When I was living in Los Angeles, I tried doggedly to get the Progressive Artists Agency to represent me. I can’t remember the guy’s name, but I sent a picture and resume in hopes that would be enough of an in to get me an interview.
I had done this hundreds of times as any actor trying to get an agent does. There is a small coveted green paper-back book called the Ross Reports. This dynamo magazine had every agent in town listed along with their address and phone numbers.
The first step is finding a photographer to shoot professional head shots for you. I used a girl named Erin Flynn. Some friends had great pictures made by her and referred me to her.
So I went in for the shoot. She asked me to bring music that I really liked to relax me and I brought in some James Taylor.
Before going to the shoot, I had to get professionally made up. A friend of mine did it for me because I couldn’t afford a professional make-up artist and I didn’t really know anyone to do it anyway.

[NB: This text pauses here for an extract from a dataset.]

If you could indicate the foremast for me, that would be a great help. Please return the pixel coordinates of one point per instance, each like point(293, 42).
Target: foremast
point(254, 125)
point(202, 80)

Next came meeting with Erin in her studio and setting up lighting for each shot. Erin and I talked in great detail about the kind of picture I wanted in terms of how I wanted to portray myself. I wasn’t interested in looking for “glam” shots. More, I wanted a down-to-earth, “real” looking pictures.
Getting to achieve this is very difficult when you are in front of lights and a camera. After the shoot, you get what’s called a “contact sheet” which has all the photographs on one long continuous piece of photo paper.
Upon selecting a picture, I went to a photo reproduction place where I could choose the font and placement of my name on the head shot.
This all cost a lot of money, so I cut corners wherever I could.
Finally a box of 100 to 200 pictures came in the mail and then begins the process of attaching a theatrical resume to the back and mailing them to potential agents and or producers.
You didn’t include a cover letter, as the picture and resume spoke for itself.
I was delighted when Progressive Artists Agency phoned my after receiving my packet. They were a very reputable agency and known for taking on unknowns.
Bottom line was, I met with a guy who talked in pretty great detail about my career goals and I really thought he was going to take me on as a client.
But as with so many interviews, this one went nowhere.
I was just one of hundreds of nameless-faceless interviews he had and sadly he didn’t take me on as a client. I had no real explanation. Unfortunately that was the norm for out there.
In comparison, when a singer tries out for American Idol, they are given immediate feedback, which is something I really missed when I lived in L.A. There were a lot of smiles and “Thank yous” without any real response that would be helpful-no constructive criticism or any idea what to do differently.